★★★☆☆

99 min | PG | June 11, 2021 | Netflix

A Shanghai delivery kid finds a magic teapot and the deflated dragon inside owes him three wishes. He wants the rich girl he loved before money pulled her away. It is Aladdin with chopsticks, and it never once pretends otherwise.

Din is a Shanghai food-delivery kid who loves a childhood friend now lifted into wealth and out of his reach. He finds a battered teapot that releases Long, a dragon who grants three wishes. Aladdin built this machine first and Chris Appelhans does not pretend otherwise. The film transplants the lamp to modern China and asks the same question. It wants to know what a poor boy actually wants when he can have anything.

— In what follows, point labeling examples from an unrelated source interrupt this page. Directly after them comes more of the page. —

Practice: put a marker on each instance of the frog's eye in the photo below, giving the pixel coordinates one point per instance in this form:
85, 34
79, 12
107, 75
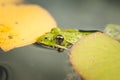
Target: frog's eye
59, 39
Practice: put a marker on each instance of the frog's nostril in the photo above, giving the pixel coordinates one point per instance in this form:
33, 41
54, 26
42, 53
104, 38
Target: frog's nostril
3, 73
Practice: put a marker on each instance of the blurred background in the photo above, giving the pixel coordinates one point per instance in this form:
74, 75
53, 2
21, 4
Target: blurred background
37, 63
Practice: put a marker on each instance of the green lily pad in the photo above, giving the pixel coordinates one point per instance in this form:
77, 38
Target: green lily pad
96, 57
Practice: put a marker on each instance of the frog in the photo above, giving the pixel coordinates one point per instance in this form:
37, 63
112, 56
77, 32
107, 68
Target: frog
64, 39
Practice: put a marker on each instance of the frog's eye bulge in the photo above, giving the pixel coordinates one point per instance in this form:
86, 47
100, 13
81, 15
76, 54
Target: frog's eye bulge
23, 25
59, 39
96, 57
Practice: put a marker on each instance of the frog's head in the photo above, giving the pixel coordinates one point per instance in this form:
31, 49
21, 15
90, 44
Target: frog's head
53, 39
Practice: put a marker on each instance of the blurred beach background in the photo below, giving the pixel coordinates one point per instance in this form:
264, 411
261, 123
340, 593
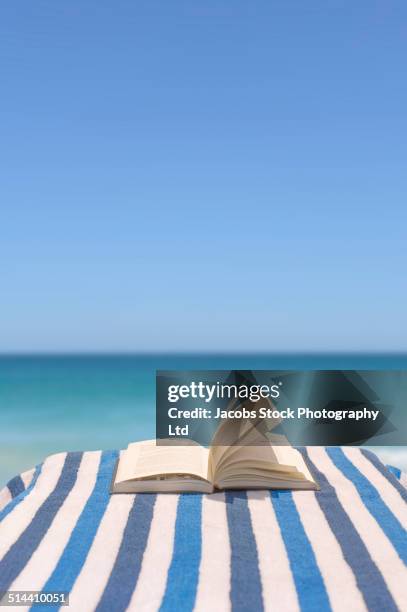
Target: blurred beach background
200, 177
50, 404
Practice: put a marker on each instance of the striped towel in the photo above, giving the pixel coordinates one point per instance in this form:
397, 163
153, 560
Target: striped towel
341, 548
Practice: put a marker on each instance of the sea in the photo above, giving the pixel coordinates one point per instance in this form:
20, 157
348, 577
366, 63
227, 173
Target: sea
54, 403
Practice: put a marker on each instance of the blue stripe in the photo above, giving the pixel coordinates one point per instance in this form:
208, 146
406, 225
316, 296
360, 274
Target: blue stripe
368, 578
245, 588
20, 552
77, 549
309, 583
373, 502
126, 569
182, 580
395, 471
388, 475
14, 502
16, 486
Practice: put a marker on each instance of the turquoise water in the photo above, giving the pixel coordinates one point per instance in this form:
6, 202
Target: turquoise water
50, 404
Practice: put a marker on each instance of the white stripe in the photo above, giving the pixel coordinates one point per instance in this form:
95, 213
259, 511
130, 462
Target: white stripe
338, 577
388, 493
382, 552
5, 498
90, 584
27, 477
152, 580
46, 556
279, 592
14, 523
214, 571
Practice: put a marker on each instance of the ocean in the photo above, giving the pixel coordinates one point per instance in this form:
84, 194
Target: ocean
50, 404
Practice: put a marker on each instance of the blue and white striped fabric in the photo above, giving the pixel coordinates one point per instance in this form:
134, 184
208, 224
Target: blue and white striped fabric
342, 548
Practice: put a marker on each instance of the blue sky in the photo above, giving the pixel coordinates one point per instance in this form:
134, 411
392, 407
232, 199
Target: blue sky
203, 176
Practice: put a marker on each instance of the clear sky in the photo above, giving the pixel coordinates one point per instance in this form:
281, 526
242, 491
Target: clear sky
203, 175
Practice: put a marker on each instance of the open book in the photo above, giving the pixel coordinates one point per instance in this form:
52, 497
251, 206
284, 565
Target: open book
246, 464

Jimmy Wong voices Din with a guilelessness that keeps the character grounded. He plays Din as a kid who cannot imagine wishing for himself, and that flaw drives the whole story. John Cho voices Long as a deflated cosmic bureaucrat. Cho lands the comedy by underplaying the magic and treating ten thousand years of servitude as a tedious job. Constance Wu voices Din’s mother with a working-parent weariness that the script earns in a handful of small scenes. Aaron Yoo and Jimmy O. Yang chew through their goon dialogue with cartoon menace that the film does not need but enjoys anyway.

Appelhans writes and directs his first feature and builds the visuals around the gap between Din’s cramped apartment and the chrome towers above it. The animation contrasts the wet, lived-in streets with the cold polish of the rich. Long’s transformations push the strongest images, with the dragon’s body uncoiling in gold against flat night skies. The action beats run loud and broad, and the slapstick aims squarely at children. Appelhans stages the quiet conversations between Din and Long with more care than the chases, and those scenes carry the film.

Wish Dragon knows exactly what it is and does not strain to be more. The borrowed structure delivers the beats on schedule and the jokes pitch young. The film works best when it drops the spectacle and lets Din and Long talk about what wealth actually buys. It does not reinvent the wish-fulfillment fable. It tells it cleanly and means every sentiment it reaches for.